A stock exchange must be liquid so that investors would be able to convert their shares into cash easily and inadvisably. It must include many investing options - professionally put, it must be broadened. This will allow the investors to choose from a variety of investing and also to reduce their risks by dividing their money among a few types of investing.
The management of the stock switch can help it by presenting effective trading techniques, computerized trading and colony systems of rules and so on. The faster investors meet their money when they trade their shares - the more they will be inclined to operate in the stock exchange that allows them that.
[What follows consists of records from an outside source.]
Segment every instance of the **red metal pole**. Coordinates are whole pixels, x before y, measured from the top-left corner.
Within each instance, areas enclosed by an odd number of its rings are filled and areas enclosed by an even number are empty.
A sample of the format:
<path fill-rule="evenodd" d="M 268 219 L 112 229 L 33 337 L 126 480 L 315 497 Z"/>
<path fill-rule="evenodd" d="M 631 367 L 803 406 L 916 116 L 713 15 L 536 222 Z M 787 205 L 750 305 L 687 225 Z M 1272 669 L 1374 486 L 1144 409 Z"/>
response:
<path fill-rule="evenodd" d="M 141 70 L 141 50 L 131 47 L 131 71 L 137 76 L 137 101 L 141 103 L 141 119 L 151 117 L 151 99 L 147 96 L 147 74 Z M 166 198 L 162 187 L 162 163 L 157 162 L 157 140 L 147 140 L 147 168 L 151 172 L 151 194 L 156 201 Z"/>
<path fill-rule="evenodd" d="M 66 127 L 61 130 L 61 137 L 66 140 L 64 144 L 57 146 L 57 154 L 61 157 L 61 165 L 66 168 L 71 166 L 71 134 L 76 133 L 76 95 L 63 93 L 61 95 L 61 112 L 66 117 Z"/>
The easier it is for them to waste their assets by meeting buyers - the more they will choose to work in that stock exchange.
Investing in the stock substitutes in the markets of the emerging economies has been an miserable decision in the last three years. Stock substitutes from Russia to Hungary and from Lithuania to Poland have jeered wildly since the end of 1993.
They resembled a roller coaster in their performance, going up and down by tens of percents annually. There are exceptions to this rule. The Ljubljana Stock exchange, for instance. The trading volume there has gone up 10 times since December 1993 - and the market capitalisation is up 30 times. But this is because of the performance of the common economy in Slovenia. In Croatia, the government is privatise its holdings in state closely-held companies by auctioning shares to the public through the Zagreb Stock Exchange. This has aided it a lot.